I grew up on the prairie of southern Minnesota during what I sometimes call the “Ice Age”. A time before NOAA made weather sound clinical and precise. Translation for anyone shaking their head: winters in the 60s and 70s meant snow. A lot of it. Blizzards arrived with little warning, just a blue sky turning gray and a sharp drop in temperature. School was closed for days. Travel stopped. We played outside for hours anyway, and when it ended, we waited, because we knew there would be another one lined up behind it. One January, we logged exactly three days of school. Snow was snow.
I realize how that sounds now. Like one of those stories that grows with age. Plenty of time to embellish, right? Nope. That’s exactly how it was, and somewhere I have the photos to prove it.
Fast forward to northern Illinois January 2026. Winters are mostly gray here, temps hovering in the low 30s, with little snow to show for it. So when it does snow, like today, you take advantage. You pull out the sleds. You find a hill. You go because it probably won’t last.
This was one of those days. Fresh snow. Three grandchildren coming to visit. And a newly retired grandpa looking for a way to spend the afternoon. By Illinois standards, it was cold, 10 degrees Fahrenheit with a wind chill of minus five, but all four of them dressed for it and headed out to the little hill on our property.
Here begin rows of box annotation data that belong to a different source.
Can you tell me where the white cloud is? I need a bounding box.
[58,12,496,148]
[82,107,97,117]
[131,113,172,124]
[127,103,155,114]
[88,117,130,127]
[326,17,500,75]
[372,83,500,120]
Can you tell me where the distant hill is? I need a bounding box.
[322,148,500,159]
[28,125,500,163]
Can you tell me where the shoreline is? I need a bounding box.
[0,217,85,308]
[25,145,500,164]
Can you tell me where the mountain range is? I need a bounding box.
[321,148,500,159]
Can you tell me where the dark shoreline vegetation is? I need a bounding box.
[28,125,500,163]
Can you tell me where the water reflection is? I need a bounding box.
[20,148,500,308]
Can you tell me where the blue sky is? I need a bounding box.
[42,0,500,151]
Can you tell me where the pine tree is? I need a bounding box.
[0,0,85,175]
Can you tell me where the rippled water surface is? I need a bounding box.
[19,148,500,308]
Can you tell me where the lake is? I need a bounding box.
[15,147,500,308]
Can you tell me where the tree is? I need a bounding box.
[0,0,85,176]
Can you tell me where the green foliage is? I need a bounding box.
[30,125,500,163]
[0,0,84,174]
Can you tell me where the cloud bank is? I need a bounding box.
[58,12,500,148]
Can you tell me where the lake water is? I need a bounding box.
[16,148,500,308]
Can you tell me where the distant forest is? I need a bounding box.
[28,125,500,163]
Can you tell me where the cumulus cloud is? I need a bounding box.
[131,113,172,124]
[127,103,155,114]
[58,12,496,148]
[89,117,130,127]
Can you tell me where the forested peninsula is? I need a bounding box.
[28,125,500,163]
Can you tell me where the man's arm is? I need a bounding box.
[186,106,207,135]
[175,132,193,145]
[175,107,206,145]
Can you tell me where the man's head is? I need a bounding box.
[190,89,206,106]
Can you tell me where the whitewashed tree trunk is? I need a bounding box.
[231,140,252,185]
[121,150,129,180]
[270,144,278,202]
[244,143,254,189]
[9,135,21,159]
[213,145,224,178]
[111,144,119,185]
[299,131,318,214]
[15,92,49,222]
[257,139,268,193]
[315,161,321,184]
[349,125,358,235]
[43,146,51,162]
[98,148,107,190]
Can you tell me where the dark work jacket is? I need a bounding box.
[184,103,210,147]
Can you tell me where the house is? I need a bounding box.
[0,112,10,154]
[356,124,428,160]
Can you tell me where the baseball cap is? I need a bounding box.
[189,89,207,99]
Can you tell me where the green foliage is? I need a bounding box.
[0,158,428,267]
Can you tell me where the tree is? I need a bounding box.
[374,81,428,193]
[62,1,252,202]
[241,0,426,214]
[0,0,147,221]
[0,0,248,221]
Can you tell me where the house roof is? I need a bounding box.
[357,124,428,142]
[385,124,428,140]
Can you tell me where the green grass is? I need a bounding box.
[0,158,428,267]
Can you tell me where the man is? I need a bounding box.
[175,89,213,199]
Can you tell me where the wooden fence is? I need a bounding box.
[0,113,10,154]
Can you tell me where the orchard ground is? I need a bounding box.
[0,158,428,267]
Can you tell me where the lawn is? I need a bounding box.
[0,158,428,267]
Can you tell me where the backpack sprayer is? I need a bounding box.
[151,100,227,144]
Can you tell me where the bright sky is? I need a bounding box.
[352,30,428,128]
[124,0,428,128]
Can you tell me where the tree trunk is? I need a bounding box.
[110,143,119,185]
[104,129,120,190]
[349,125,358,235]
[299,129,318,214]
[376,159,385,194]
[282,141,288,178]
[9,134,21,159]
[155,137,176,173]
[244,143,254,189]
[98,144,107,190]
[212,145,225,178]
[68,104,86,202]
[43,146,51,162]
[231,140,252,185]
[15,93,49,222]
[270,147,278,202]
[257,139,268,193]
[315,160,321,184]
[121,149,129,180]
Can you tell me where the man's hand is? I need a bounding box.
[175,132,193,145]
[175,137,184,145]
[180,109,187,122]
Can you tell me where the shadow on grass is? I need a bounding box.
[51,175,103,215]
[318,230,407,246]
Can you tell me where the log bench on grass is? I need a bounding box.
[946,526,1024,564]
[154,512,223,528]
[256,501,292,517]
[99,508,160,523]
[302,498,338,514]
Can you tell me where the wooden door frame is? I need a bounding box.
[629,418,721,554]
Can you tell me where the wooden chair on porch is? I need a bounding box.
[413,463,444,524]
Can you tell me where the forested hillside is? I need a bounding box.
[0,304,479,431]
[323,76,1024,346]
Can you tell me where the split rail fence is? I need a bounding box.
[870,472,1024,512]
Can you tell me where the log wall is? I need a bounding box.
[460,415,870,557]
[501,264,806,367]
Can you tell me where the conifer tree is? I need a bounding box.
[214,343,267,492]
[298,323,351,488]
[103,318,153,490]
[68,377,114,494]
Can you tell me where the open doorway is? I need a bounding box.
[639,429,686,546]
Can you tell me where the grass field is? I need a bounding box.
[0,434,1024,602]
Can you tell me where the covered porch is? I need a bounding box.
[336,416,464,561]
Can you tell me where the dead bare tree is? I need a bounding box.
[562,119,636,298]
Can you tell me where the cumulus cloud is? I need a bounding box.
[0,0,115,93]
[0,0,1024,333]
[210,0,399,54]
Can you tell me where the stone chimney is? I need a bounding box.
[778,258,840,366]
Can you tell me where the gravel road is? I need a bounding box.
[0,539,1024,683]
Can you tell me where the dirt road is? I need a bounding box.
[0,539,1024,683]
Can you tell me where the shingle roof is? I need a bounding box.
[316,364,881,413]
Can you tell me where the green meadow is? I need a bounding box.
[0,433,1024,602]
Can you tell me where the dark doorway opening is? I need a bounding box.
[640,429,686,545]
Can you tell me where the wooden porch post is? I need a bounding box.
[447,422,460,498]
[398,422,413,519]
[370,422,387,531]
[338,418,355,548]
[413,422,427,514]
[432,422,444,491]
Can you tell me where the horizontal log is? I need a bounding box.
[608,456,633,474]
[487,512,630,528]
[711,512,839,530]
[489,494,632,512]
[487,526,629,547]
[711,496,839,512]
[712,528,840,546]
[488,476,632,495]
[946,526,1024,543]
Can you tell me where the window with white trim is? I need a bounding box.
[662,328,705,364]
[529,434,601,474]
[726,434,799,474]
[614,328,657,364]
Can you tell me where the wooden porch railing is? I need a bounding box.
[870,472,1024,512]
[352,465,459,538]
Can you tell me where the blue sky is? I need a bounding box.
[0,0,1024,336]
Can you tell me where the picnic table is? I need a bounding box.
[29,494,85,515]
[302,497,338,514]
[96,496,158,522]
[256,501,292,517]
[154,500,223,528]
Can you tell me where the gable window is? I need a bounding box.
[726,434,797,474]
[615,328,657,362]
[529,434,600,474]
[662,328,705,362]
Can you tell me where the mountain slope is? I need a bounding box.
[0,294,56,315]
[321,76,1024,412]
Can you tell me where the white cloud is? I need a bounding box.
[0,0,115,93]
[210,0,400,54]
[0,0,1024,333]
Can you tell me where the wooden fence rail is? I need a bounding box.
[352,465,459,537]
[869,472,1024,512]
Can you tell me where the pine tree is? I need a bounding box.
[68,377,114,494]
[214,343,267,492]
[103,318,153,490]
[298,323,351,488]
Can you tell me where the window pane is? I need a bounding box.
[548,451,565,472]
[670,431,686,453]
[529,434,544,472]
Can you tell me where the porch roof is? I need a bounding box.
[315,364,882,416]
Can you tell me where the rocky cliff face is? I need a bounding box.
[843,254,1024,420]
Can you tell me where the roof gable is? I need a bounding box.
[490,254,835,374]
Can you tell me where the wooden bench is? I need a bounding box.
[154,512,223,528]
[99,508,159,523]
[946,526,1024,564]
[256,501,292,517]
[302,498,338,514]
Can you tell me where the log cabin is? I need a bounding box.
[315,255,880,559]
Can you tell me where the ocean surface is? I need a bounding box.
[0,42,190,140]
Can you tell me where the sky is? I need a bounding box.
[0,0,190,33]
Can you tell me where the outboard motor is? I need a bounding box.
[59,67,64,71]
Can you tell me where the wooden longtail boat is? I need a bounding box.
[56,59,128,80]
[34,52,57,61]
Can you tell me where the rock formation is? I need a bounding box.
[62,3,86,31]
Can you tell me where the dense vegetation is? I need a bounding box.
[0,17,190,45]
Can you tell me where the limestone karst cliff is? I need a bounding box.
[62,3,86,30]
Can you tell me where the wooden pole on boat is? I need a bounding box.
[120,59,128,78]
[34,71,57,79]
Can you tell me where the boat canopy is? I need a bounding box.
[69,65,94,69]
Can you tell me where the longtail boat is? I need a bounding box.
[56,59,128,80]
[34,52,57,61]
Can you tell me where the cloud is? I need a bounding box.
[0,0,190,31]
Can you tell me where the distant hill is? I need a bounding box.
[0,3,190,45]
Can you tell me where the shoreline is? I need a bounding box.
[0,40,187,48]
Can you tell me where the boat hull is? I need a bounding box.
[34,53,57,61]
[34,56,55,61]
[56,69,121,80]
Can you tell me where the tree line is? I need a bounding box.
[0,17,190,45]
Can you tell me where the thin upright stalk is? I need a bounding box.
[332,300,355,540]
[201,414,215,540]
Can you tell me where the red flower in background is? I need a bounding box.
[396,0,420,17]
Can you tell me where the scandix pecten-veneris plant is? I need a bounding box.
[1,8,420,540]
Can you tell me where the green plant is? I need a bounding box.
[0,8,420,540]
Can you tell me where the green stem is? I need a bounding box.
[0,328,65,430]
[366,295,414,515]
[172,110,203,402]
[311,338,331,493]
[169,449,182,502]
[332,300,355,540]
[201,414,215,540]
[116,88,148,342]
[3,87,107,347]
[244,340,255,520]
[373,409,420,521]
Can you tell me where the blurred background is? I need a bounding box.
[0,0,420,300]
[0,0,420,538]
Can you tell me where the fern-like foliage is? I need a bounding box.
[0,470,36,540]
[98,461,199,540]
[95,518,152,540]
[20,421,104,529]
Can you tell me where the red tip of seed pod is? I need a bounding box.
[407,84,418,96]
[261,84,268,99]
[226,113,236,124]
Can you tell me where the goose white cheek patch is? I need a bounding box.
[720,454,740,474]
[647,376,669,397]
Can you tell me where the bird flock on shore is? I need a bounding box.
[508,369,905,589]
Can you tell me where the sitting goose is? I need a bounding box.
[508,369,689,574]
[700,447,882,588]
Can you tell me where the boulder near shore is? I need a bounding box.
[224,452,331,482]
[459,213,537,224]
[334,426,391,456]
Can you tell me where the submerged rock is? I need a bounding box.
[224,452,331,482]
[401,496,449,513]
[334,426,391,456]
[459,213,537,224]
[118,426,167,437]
New sledding techniques emerged, looking like a mashup of surfing and snowboarding, with a few spectacular spills for good measure. Judging by the shrieking laughter, “sledding chicken”, one child flying downhill while another walked up the same path, was clearly the most effective way to have fun.
A walk through the woods followed, then the collective decision that it was officially too cold to stay out any longer. Hot chocolate waited inside, already poured, marshmallows floating on top. Three cousins, one from Minnesota, two from Wisconsin, came tumbling and laughing through the door, red cheeked and smiling, followed by their Grandpa Michael, also red cheeked and smiling.
But his smile was different.
Michael’s came from a new learning of how to relax. From playing hard with grandchildren without a quiet voice in the back of his mind reminding him of unread emails or unanswered texts. From discovering the discipline of being fully present, laughing without glancing at a clock, enjoying the moment exactly as it was, with the people he was sharing it with. That kind of smile is earned. And on this cold Illinois afternoon, it warmed my heart.
After years of pushing to reach this stage in life, these early days of retirement sometimes still surprise me. The difference is real. The days we once imagined now exist, and they’re gentler. Concerns remain, but they’re no longer shaped by clients, deadlines, or expectations that don’t belong to us. There is room now for play, for travel, for prayer, for attention to the things long postponed. These moments arrive without being crowded out.
And that may be the greatest gift of all.
Not the snow. Not even the memory. But the quiet knowing that when a day like this shows up, we have the sense and the freedom to step into it fully. And that, I’m learning, is how a life is remembered.